Table 1 Published cases of acute renal failure during acute/primary HIV infection

Discussion

Our patient illustrates a rare manifestation of ARF associated with AHI. There are several important clinical points. Firstly, the patient is an older man, thus in a demographic group where HIV may not have been suspected should he have presented for clinical care due to renal findings. Recently, however, older individuals are emerging as an important at-risk group for HIV[13], and patients’ age should not deter health care personnel from obtaining history of possible exposure to HIV, and performing HIV testing when indicated. Secondly, his DM and hypertension may have been mistaken as the sole cause for his ARF, missing the opportunity to diagnose HIV infection. It is likely that some degree of chronic renal insufficiency from these co-morbidities was already present in our patient, predisposing him to ARF when he became acutely infected with HIV. Such co-morbidities are increasing in the general population, particularly among elders[14]. Together with the rising HIV epidemic in this age group, we may be seeing more cases of ARF from AHI, and awareness of such condition by health care personnel is critical. The renal pathology in our patient is not consistent with DM, hypertension, or autoimmune diseases, and we did not find other causes by history and laboratory testing for rhabdomyolysis and common viral infections.

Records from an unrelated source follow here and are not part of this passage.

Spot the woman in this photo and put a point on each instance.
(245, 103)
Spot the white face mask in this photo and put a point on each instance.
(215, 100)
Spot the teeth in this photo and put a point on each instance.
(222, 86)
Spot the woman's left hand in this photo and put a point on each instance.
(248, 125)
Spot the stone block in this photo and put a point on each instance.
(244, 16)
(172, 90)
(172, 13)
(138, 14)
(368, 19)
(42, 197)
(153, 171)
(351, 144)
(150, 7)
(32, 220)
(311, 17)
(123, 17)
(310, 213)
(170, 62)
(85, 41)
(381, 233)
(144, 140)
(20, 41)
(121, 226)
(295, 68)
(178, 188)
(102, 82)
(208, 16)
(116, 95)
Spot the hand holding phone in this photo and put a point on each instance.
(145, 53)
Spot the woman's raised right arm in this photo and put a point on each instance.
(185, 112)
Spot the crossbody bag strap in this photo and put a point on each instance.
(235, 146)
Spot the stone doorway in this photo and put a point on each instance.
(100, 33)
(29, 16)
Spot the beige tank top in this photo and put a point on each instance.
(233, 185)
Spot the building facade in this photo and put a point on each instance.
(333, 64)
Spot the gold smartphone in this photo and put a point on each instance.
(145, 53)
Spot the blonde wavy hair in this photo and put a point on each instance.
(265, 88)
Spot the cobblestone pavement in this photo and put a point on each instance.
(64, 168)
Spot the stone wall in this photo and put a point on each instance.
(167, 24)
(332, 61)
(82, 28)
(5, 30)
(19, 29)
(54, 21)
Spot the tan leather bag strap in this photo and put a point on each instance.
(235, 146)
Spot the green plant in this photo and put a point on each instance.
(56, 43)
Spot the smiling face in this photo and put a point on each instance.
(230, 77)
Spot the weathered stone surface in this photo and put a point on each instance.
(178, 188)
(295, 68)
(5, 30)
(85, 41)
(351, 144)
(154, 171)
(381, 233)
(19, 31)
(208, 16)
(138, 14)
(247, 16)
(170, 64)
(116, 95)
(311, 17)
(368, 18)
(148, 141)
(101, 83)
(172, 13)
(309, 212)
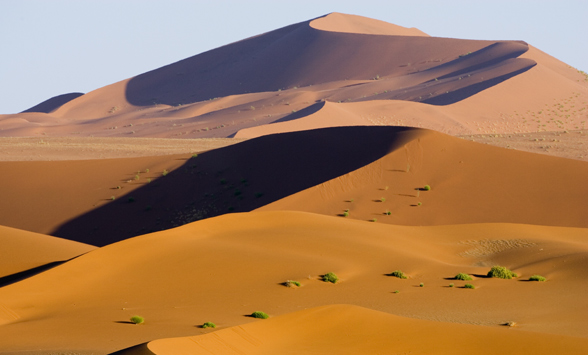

The pathogenesis of acute tubular nephropathy in AHI is unclear but in the case of HIVAN, it is thought to be due to the rapid rise in HIV viremia resulting in a burst of uncontrolled systemic inflammation, sometimes called "the cytokine storm"[9], which in turn could cause activation of local inflammatory mediators[8]. In our patient with a milder form of disease, direct HIV infection of tubular cells could be a possible cause. Among 19 HIV-infected patients with end-stage renal disease who underwent kidney transplantation, 62% had HIV detected in the tubular cells of the kidney without podocyte infection[15]. Renal pathology of acute tubular nephropathy from any cause generally shows tubular abnormalities as seen in our patient (see Table 1). Additional causes of acute tubular nephropathy may include autoimmune diseases or other viral infections such as hepatitis B and C, CMV, EBV, and they should be excluded. It is possible that our patient had a recent CMV infection as he had a weakly positive CMV IgM titer at presentation; however, there was no demonstrable rise in CMV IgG titer 4 weeks later. Transient ischemia from atrial fibrillation may have contributed to the ARF. Clinical symptoms of acute tubular nephropathy could be severe with oliguria and uremia. We did not observe this in our patient likely because he was diagnosed early with AHI. Treatment includes supportive care and ART to reduce HIV plasma viremia and reverse inflammation. Renal adjustment of ART dosing according to eGFR is required. Fortunately, with proper diagnosis and treatment, the condition generally recovers.

Conclusion

Acute tubular nephropathy can occur in patients with AHI. Patients who have underlying renal insufficiency including older patients and those with co-morbidities may be at greater risk. HIV testing should be performed, and in cases with a high index of suspicion, a negative HIV antibody test should be followed by a sensitive HIV immunoassay such as the 4th generation assay or nucleic acid testing to facilitate prompt diagnosis and management.

Consent

Patient provided written consent for his participation in the acute HIV infection study for which information was recorded.